The goal of this post is to document my derivation that the linear operator for the Sturm Liouville theory is actually self-adjoint

The differential equation is

$\frac{d}{dx}(p(x) \frac{d}{dx}y) + (\lambda w(x) + q(x))y = 0$

Rearranging, we can write this as an eigenvalue problem as follow:

$\frac{d}{dx}(p \frac{d}{dx}y) + qy = -\lambda w y$

$\frac{1}{w}(\frac{d}{dx}(p \frac{d}{dx}y) + qy) = -\lambda y$

Define the operator $L = \frac{1}{w}(\frac{d}{dx}(p \frac{d}{dx}) + q)$, it is trivial to verify the operator is linear.

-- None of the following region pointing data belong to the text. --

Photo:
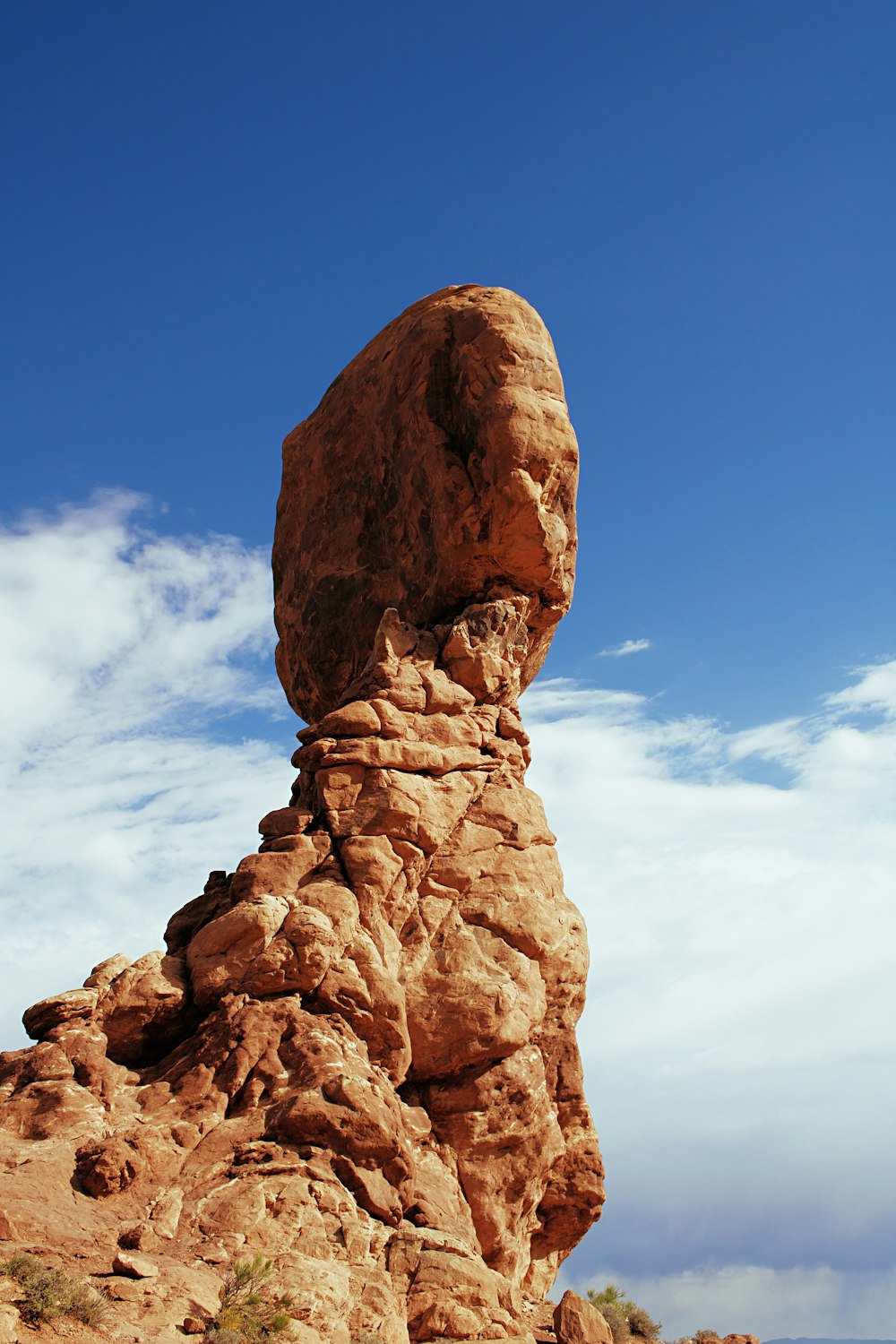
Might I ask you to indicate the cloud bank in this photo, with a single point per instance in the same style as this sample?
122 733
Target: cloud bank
737 889
129 664
619 650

Consider the function space with inner product defined as $<a, b> = \int a b w dx$, we wanted to verify the operator $L$ is self-adjoint in this space, in other words, $<As, t> = <s, At>$.

$\begin{eqnarray*} <As, t> &=& \int \frac{1}{w}(\frac{d}{dx}(p \frac{d}{dx}s) + qs) t w dx \\ &=& \int (\frac{d}{dx}(p \frac{d}{dx}s) + qs) t dx \\ &=& \int \frac{d}{dx}(p \frac{d}{dx}s)t dx + \int qst dx \end{eqnarray*}$.

Similarly we can write the other side as

$\begin{eqnarray*} <s, At> &=& \int \frac{1}{w}(\frac{d}{dx}(p \frac{d}{dx}t) + qt) s w dx \\ &=& \int (\frac{d}{dx}(p \frac{d}{dx}t) + qt) s dx \\ &=& \int \frac{d}{dx}(p \frac{d}{dx}t)s dx + \int qts dx \end{eqnarray*}$.

So all we needed to prove is $\int (ps')'t dx = \int (pt')'s dx$, we do that using integration by part:

$\begin{eqnarray*} & & \int (ps')'t dx \\ &=& \int t d(ps') dx \\ &=& ps't - \int ps' dt \\ &=& ps't - \int ps't' dx \\ &=& ps't - \int pt' ds \\ &=& ps't -pt's + \int s d(pt') \\ &=& ps't -pt's + \int (pt')' s dx \\ \end{eqnarray*}$.

So we need to show $ps't - pt's = 0$. This should come from the boundary conditions, which is not specified here. The boundary of a Sturm Liouville problem should satisfy this. For example, $p(x) = 0$ for the Legendre's problem at the boundary.